CWA Research Economist Patrick Hunt, 57, retired May 13 after 24 years with CWA. Hunt, a Vietnam veteran, earned a bachelor's degree from Catholic University and a master's in labor and industrial relations from Michigan State. He plunged into union work in 1975, organizing research employees at the Library of Congress and serving two terms as the union's president. In 1977, he organized Arnold Miller's reelection campaign as president of the United Mineworkers. He was a senior staff economist for the Mineworkers for two years before joining the CWA Research Department at the union's Washington, D.C., headquarters. His work supported organizing and bargaining throughout the country, most recently in cable TV. From 1983 to 1987 he served as treasurer of the Washington-Baltimore Newspaper Guild, which then represented CWA professional staff. Later he served as first president of the independent staff union known simply as The Guild. "CWA has never been a job for me—it has been a vocation—a calling to work on things that were more important than myself," Hunt says.
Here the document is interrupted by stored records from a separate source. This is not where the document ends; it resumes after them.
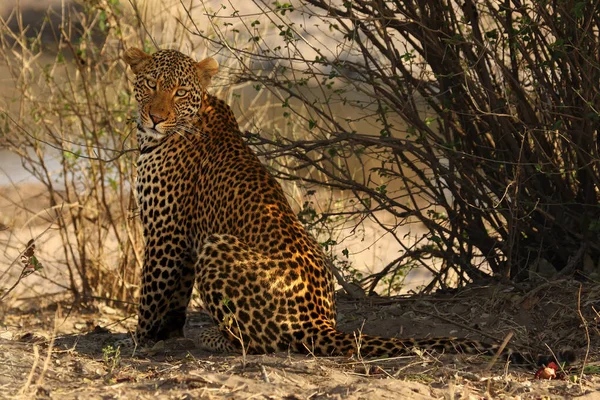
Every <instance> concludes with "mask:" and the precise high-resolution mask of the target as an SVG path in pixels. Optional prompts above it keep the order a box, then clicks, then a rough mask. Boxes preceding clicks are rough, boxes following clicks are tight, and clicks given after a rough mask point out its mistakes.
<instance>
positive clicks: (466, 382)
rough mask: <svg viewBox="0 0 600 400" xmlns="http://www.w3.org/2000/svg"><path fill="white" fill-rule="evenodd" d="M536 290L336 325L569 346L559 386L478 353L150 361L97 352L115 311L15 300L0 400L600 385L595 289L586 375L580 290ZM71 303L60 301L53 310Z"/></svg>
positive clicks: (156, 355) (6, 326)
mask: <svg viewBox="0 0 600 400" xmlns="http://www.w3.org/2000/svg"><path fill="white" fill-rule="evenodd" d="M540 287H541V289H539V288H537V287H529V288H515V287H510V286H505V287H497V288H468V289H466V290H463V291H460V292H458V293H455V294H440V295H437V296H423V297H419V298H414V297H413V298H391V299H390V298H388V299H383V298H382V299H378V298H374V299H369V300H362V301H351V300H348V299H341V301H340V321H339V322H340V328H341V329H342V330H345V331H351V330H355V329H356V328H357V326H363V325H364V329H363V330H364V331H365V333H371V334H381V335H388V336H393V335H397V334H400V333H401V336H413V335H416V336H425V335H426V334H430V335H431V336H436V335H443V334H447V333H448V332H451V333H452V334H453V335H457V336H469V337H473V338H479V339H481V338H482V337H484V338H487V337H494V338H502V337H503V335H504V332H506V331H514V332H515V339H514V340H513V341H512V342H511V346H517V347H519V348H526V349H533V350H534V351H535V350H540V351H541V352H546V351H545V349H546V347H545V345H546V344H547V345H548V346H549V348H551V349H552V350H553V351H562V350H564V349H565V348H570V349H573V350H574V351H575V352H576V353H577V355H578V356H579V357H580V358H579V360H578V361H577V362H575V363H574V364H573V365H572V366H570V367H569V369H568V370H567V371H566V372H567V374H568V376H567V378H565V379H563V380H557V381H550V382H549V381H539V380H535V379H534V378H533V375H534V373H535V371H536V368H535V367H516V366H507V365H505V363H504V362H498V363H496V364H495V365H493V366H492V368H487V364H488V361H489V358H488V357H483V356H472V355H464V356H463V355H460V356H455V355H450V354H447V355H440V354H436V353H429V352H423V353H420V354H417V355H413V356H405V357H395V358H389V359H376V360H369V359H366V360H357V359H349V358H341V357H336V358H316V357H312V356H303V355H297V354H274V355H265V356H255V355H246V356H245V357H244V356H242V355H219V354H210V353H206V352H203V351H200V350H197V349H195V348H194V346H193V340H191V339H179V340H171V341H167V342H166V343H165V346H164V348H163V349H162V350H161V351H159V352H157V353H156V354H153V355H148V354H146V355H142V356H140V357H138V358H130V357H127V356H124V355H122V354H121V355H116V356H115V354H114V353H110V354H108V356H107V353H106V350H103V349H106V348H107V346H108V345H109V344H110V343H112V342H113V341H114V340H116V339H119V338H121V337H123V333H119V332H124V331H125V330H126V329H127V328H129V327H131V326H132V321H125V322H124V321H123V315H121V313H120V312H118V311H116V310H114V309H111V308H109V307H101V308H100V310H98V311H95V312H92V313H71V314H69V313H67V312H63V313H62V315H61V314H60V308H59V307H58V305H57V304H56V303H50V304H48V305H47V306H46V307H45V308H43V309H39V308H38V307H40V306H43V305H41V304H37V305H35V306H34V305H32V304H31V303H22V304H21V305H20V307H19V308H14V309H13V310H11V311H10V312H9V313H7V314H6V315H5V319H4V320H5V326H6V330H5V331H4V332H3V333H2V340H1V342H0V350H1V351H0V354H1V359H0V384H1V385H2V386H3V390H4V393H5V395H6V396H7V397H8V396H10V397H15V398H28V396H29V398H30V397H31V396H32V395H36V394H37V395H38V396H39V395H45V396H50V397H52V398H55V397H61V398H66V399H69V398H76V397H77V396H86V397H90V398H97V397H98V398H99V397H102V396H109V397H119V398H125V399H127V398H142V399H144V398H154V396H166V397H168V398H182V397H184V398H185V397H186V396H187V397H188V398H192V397H193V398H198V397H199V398H214V399H220V398H223V399H225V398H227V399H230V398H233V399H245V398H265V397H266V398H276V399H279V398H281V399H284V398H285V399H309V398H310V399H315V398H317V399H319V398H323V399H324V398H332V397H333V398H349V399H361V398H382V399H385V398H390V399H392V398H399V397H397V396H401V397H400V398H406V397H410V398H417V399H418V398H423V399H424V398H427V397H428V398H431V397H433V398H444V399H448V398H521V399H537V398H540V397H543V396H550V397H569V398H572V397H576V396H579V395H582V394H585V393H588V392H591V391H594V390H598V389H600V380H599V379H598V376H597V372H598V367H597V365H598V361H600V354H599V353H598V351H597V350H595V349H597V344H598V330H597V327H596V326H595V323H594V318H595V313H594V312H593V310H592V306H593V304H594V303H595V300H594V299H595V298H597V297H596V294H597V292H598V290H600V286H598V285H587V286H584V287H583V289H582V291H581V311H582V314H583V315H584V317H585V318H586V321H587V323H588V324H589V332H590V340H591V344H592V349H594V350H593V351H591V353H590V355H589V361H588V362H587V363H586V366H585V368H583V364H582V358H581V357H582V356H583V355H584V354H585V347H586V343H587V338H586V337H585V336H586V334H585V330H584V329H583V327H581V326H580V324H579V323H578V322H577V321H579V317H578V316H577V308H578V305H577V303H578V300H577V293H578V291H579V284H578V283H577V282H573V281H568V280H564V281H560V282H555V283H548V284H545V285H540ZM69 307H70V305H69V304H68V303H67V304H65V305H63V306H62V309H64V310H68V309H69ZM207 323H209V322H208V318H207V316H206V315H204V314H200V313H191V314H190V322H189V324H188V328H187V330H186V334H187V336H188V337H193V336H194V333H195V332H197V331H198V329H202V327H203V326H205V325H206V324H207ZM107 328H108V329H107ZM399 330H400V331H401V332H399ZM482 333H483V334H484V335H482ZM53 341H54V345H52V343H53ZM34 349H37V350H34ZM36 351H37V352H36ZM48 355H50V356H49V358H48ZM115 357H117V359H115ZM45 360H46V361H45ZM575 377H577V378H575Z"/></svg>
NABET-CWA staff representative Mike Tiglio retired Feb. 5 after a career spanning three decades. Tiglio, 62, got his start as a studio cameraman at WNEM-TV in Saginaw, Mich., after serving in the U.S. Air Force. A union member since 1966, he rose to president of NABET Local 48 in Saginaw-Bay City, Mich. He became an international representative in 1977, negotiating collective bargaining agreements, handling grievance hearings, arbitrations and mediations and helping lead mobilizations, strikes and organizing drives. He also served as an elected delegate to NABET's constitutional conventions and was a charter member of the Broadcast Employees' Staff Team (BEST), the NABET staff union. In 1991, he was appointed director of organizing, in addition to his duties as a staff rep. After years of living by airline schedules, he says, "I just want to spend retirement without having to look at the clock and meeting-plan calendar."

Linda Cearley, a staff representative for The Newspaper Guild-CWA since 1995, retired in April. Cearley earned a reputation as a tough-as-nails bargainer who became an expert on one of the newspaper industry's most anti-union lawyers, Michael Zinser. She spent years across the table from him negotiating for members at The Register-Guard in Eugene, Ore., and, more recently, at The Commercial Appeal in Memphis. TNG-CWA President Linda Foley said Cearley learned to play hardball during her years at the Modesto, Calif., Bee, where she helped organize a Guild unit in 1975. As a copy clerk who frequently worked as a sportswriter, she was the subject of numerous grievances that ultimately upgraded her to a reporter's pay scale. "That's how she first came to our attention," Foley said, adding that Cearley is also known for being upbeat even when things look bad. "When people are in situations where they're fearful, and jerks like Michael Zinser are making their lives difficult, you need someone who brings optimism to the situation. And Linda has always done that."